Chinese NLP Toolkit

Process and analyze Chinese text with specialized NLP capabilities.

Core Capabilities

1. Text Segmentation (分词)

Chinese has no word boundaries. Segmentation is the foundation of all Chinese NLP.

Approach: Use rule-based heuristics when no library is available:

Dictionary matching (maximum forward/backward matching)
Context-aware: "南京市长江大桥" → ["南京市", "长江大桥"] not ["南京", "市长", "江大桥"]
Domain-specific terms should be added as custom dictionary entries

Common Ambiguities:

Text	Wrong Split	Correct Split
雨伞	雨/伞	雨伞 (compound)
结婚的和尚未结婚的	结婚/的/和尚/未/结婚/的	结婚/的/和/尚未/结婚/的
项目部	项目/部	项目部 (compound)

2. Sentiment Analysis (情感分析)

Beyond positive/negative — Chinese sentiment is nuanced:

Intensity levels: 强烈负面 < 偏负面 < 中性 < 偏正面 < 强烈正面

Chinese-specific signals:

Rhetorical questions often indicate negative sentiment: "这也算好？"
Sarcasm markers: "呵呵", "厉害了", "也是醉了", "你开心就好"
Intensifiers: "非常", "特别", "简直了", "超级"
Diminishers: "还行吧", "马马虎虎", "凑合"

Emoji contribution (critical for social media):

😊👍❤️ = positive amplification
😤👎💔 = negative amplification
🙄🙄🙄 = sarcasm/disdain (intensity scales with repetition)

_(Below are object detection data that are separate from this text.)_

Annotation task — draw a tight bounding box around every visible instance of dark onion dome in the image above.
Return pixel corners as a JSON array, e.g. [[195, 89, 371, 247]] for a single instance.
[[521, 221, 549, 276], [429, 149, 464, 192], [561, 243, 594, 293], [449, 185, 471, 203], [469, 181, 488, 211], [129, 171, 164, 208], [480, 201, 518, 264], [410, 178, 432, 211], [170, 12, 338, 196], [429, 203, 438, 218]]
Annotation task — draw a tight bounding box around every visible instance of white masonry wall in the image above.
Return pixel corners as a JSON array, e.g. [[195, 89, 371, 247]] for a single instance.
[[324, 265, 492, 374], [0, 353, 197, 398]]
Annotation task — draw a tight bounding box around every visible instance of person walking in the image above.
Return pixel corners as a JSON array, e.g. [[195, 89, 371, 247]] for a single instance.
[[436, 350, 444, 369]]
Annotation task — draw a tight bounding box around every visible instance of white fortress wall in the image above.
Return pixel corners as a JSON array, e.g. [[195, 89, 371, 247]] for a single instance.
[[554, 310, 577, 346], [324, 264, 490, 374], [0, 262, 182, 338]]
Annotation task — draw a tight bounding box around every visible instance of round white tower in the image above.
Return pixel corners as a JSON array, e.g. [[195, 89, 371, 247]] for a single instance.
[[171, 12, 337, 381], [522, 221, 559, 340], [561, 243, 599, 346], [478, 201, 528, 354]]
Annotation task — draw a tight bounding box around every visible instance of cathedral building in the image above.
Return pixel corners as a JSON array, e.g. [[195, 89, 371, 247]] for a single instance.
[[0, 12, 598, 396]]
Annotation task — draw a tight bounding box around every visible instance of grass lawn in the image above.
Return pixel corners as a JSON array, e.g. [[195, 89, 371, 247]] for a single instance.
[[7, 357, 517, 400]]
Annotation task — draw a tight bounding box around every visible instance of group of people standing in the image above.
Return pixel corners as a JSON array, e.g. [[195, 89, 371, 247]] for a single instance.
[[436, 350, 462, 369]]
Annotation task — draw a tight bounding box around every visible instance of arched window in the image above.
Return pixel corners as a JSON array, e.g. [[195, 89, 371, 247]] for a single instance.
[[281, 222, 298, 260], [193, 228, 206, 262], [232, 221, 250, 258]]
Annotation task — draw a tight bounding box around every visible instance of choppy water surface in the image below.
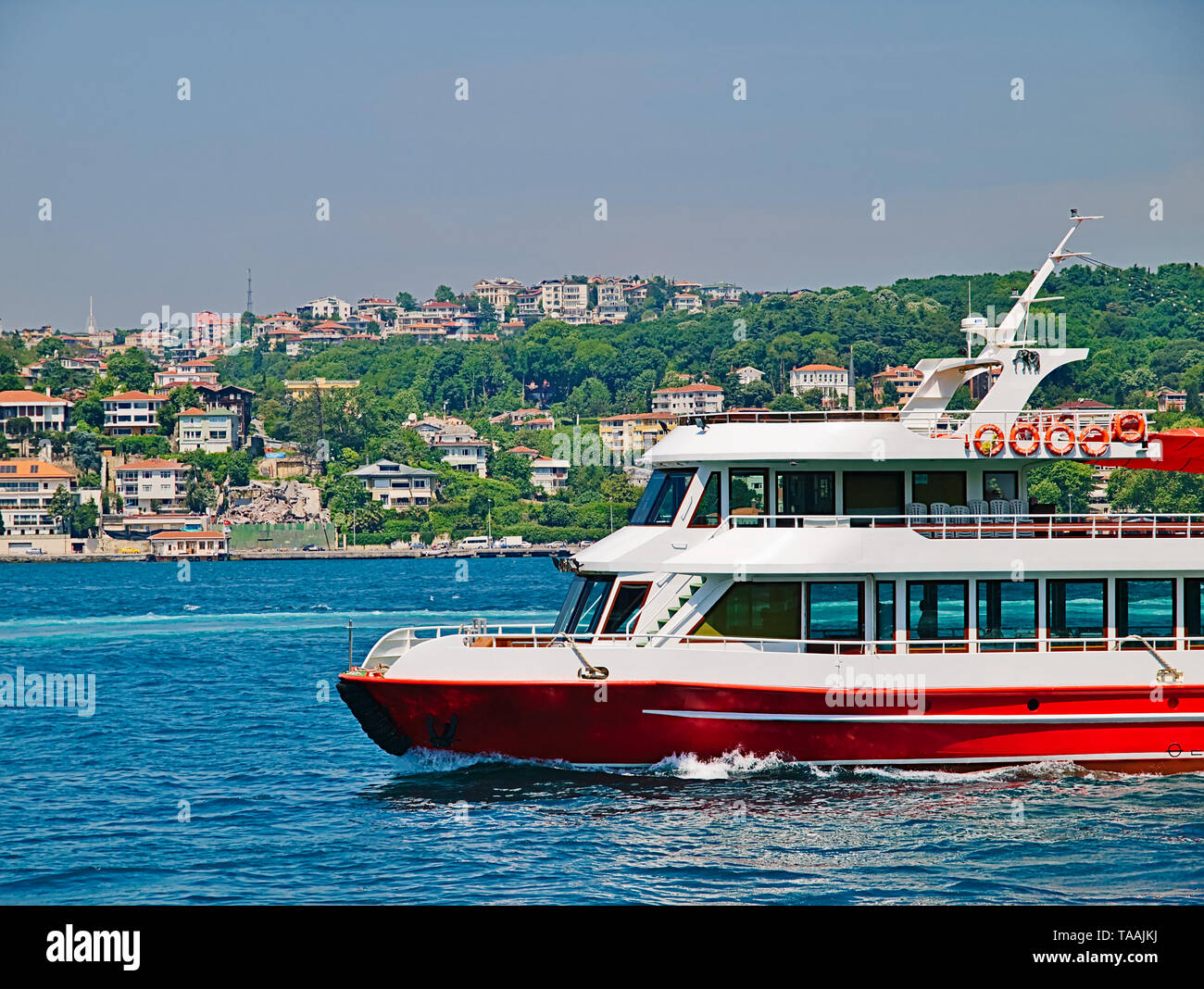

3. Keyword Extraction (关键词提取)

For Chinese text, prioritize:

Noun phrases (名词短语)
Domain-specific terminology
Named entities (人名、地名、机构名)

Method: TF-IDF adapted for Chinese + positional weighting (first/last sentences carry more weight in Chinese writing).

4. Text Summarization (文本摘要)

Chinese-specific rules:

Summarize to 20-30% of original length
Preserve key numbers, names, and claims
Chinese articles often "bury the lead" — the conclusion may be more important than the introduction
Extract key sentences using positional + keyword scoring

5. Readability Scoring (可读性评分)

Rate Chinese text on a 1-10 scale considering:

Average sentence length (characters per sentence)
Vocabulary difficulty (HSK level estimate)
Clause density ( commas per sentence)
Use of classical Chinese elements
Technical jargon density

Score	Level	Target Audience
1-3	Easy	General public
4-6	Moderate	Educated readers
7-8	Hard	Domain experts
9-10	Very Hard	Academic specialists

6. Format Conversion

Conversion	Example
Simplified → Traditional	体验 → 體驗
Traditional → Simplified	體驗 → 体验
Chinese → Pinyin	你好 → nǐ hǎo
Chinese → Zhuyin	你好 → ㄋㄧˇ ㄏㄠˇ

Workflow

When Processing Chinese Text:

Detect variant: Simplified (简体) or Traditional (繁体)?
Segment: Break into meaningful units
Analyze: Apply the requested analysis type(s)
Report: Present results with Chinese annotations

Output Format

原文：[original text]
分词：[segmented text with / separators]
关键词：[top 5-10 keywords with relevance scores]
情感：[sentiment label + confidence + key signals]
摘要：[summarized text]
可读性：[score/10 + brief explanation]

Edge Cases

Mixed-language text: Handle code-switching naturally ("这个bug太坑了") — don't force Chinese segmentation on English words
Internet slang: Recognize common abbreviations (yyds, xswl, nbcs, awsl) and expand for formal analysis
Poetry/classical Chinese: Flag as special case — modern NLP rules don't apply; use classical grammar patterns
Dialectal text: Flag non-Mandarin text (Cantonese, Shanghainese written forms) — analysis may be unreliable
Zero-width characters: Chinese text sometimes contains invisible characters (U+200B, U+FEFF) that affect processing

Common Tasks & Prompts

"Analyze the sentiment of this Chinese review"
"Extract keywords from this article"
"Summarize this Chinese news article in 100 characters"
"Rate the readability of this document"
"Convert this to Traditional Chinese with pinyin annotation"
"Segment this Chinese text and identify named entities"